Iran has been perceived by many in the Israeli policy-making circles as a credible threat in the Western Indian Ocean through which the shipping routes from the East traverse toward the Strait of Bab el Mandeb. Tension regarding this has soared after the attack on the Omani tankers in the Persian Gulf. In the subsequent chain of events, Iran has warned against Israel joining the US in security patrols in its maritime neighbourhood citing national security implications.

While ad-hoc participation can attract condemnation and create suspicion and insecurity to countries like Iran, cooperating in regular joint missions such as anti-piracy operations with countries like India can provide Israel with a platform to ensure safety and security at the seas and to protect and promote its maritime interests. It can also enable it to be an Indian Ocean stakeholder whose presence contributes to the overall wellbeing of the region maritime security architecture.

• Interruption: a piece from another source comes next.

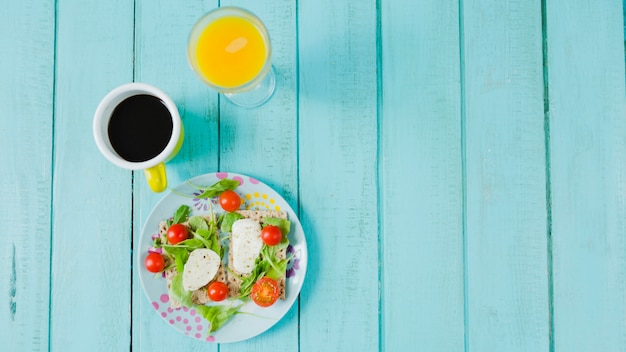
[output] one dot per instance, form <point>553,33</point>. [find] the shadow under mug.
<point>137,126</point>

While the Israeli navy’s strength and force projection are commendable, a maritime security strategy will guard its interests in its Western seaboard, the Mediterranean, as well as in its Eastern Seaboard, the Red Sea and extending to the Indian Ocean. A maritime security doctrine will help Israel to achieve standardized visualization, which is needed for any country to drive its pursuit towards its national interests. Such a doctrine will also provide clarity for Israel that seeks to protect its maritime space, to cooperate with friendly countries like India, which has an overlapping maritime area of interest.